If you're just starting out READ THIS BOOK. It will save you a lot of time, headaches and make you look amazing in comparison with your fellow juniors.

 

There are a lot of books out there people should read and absorb (some of) the material. From the top of my head the following books are a must read (take your time):

  • The Pragmatic Programmer
  • Code Complete 2
  • Clean Code

They are universal, present a lot of opinions. It is up to you to pick the parts you want to work with.

School taught me to hate reading books by mandating the kind of books to read. I recall that I used to read quite a bit as a kid, but once school started to mandate reading books it put me off. It put me off to reading books in general. Quite a few years ago I started to read books again, mostly non-fiction. I try to read a few chapters after lunch on Saturday and Sunday.
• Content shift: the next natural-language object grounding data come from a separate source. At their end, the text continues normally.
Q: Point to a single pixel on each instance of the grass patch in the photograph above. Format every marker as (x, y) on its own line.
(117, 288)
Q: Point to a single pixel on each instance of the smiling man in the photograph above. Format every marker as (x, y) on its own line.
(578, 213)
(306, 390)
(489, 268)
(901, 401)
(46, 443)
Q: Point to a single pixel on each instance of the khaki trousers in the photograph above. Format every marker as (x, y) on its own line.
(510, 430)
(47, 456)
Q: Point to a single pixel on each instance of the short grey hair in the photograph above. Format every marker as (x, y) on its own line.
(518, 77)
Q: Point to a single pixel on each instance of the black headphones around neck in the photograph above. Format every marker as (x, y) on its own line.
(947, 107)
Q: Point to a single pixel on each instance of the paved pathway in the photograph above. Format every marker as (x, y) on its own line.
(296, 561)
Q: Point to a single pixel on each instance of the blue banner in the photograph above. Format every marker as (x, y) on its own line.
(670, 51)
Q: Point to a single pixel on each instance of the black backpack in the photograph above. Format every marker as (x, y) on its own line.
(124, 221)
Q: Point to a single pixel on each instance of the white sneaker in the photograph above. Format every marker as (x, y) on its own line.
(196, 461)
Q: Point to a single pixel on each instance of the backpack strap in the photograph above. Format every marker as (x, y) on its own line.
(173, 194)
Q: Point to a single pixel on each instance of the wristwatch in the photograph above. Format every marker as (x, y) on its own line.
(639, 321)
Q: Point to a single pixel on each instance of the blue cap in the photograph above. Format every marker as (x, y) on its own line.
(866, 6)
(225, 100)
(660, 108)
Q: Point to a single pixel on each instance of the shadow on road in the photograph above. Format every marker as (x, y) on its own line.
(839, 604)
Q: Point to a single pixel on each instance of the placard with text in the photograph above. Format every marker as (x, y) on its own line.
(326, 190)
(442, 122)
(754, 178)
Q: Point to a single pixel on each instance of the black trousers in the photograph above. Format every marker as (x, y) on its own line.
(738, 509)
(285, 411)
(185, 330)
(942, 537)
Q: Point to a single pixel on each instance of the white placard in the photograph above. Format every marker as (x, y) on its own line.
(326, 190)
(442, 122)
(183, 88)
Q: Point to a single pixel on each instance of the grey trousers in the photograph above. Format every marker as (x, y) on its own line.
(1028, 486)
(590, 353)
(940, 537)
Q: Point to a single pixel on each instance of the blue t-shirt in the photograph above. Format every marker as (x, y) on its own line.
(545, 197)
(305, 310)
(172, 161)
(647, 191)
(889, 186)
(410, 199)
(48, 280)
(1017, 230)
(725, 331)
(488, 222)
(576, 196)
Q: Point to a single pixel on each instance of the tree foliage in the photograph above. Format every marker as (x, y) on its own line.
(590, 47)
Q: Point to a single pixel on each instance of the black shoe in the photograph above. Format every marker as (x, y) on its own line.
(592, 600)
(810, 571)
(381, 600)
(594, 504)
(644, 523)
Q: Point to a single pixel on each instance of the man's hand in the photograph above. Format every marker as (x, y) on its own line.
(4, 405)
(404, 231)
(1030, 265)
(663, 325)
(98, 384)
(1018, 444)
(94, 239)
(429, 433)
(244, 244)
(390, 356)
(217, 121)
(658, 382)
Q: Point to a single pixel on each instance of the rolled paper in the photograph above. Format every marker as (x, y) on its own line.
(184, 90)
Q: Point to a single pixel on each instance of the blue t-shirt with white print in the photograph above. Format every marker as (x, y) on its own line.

Reading non-fiction books quite often gets me motivated to work on various things.

 

All of those are on my "reading list" so I think I've chosen wisely (I'm assuming you mean Clean Code by Robert C Martin and not Clear Code).

I have the same experience reading these general purpose coding books. It fills me with motivation to try new stuff and when you see how much better you can get everyday by just applying some new techniques you've read about, it really motivates you to keep going.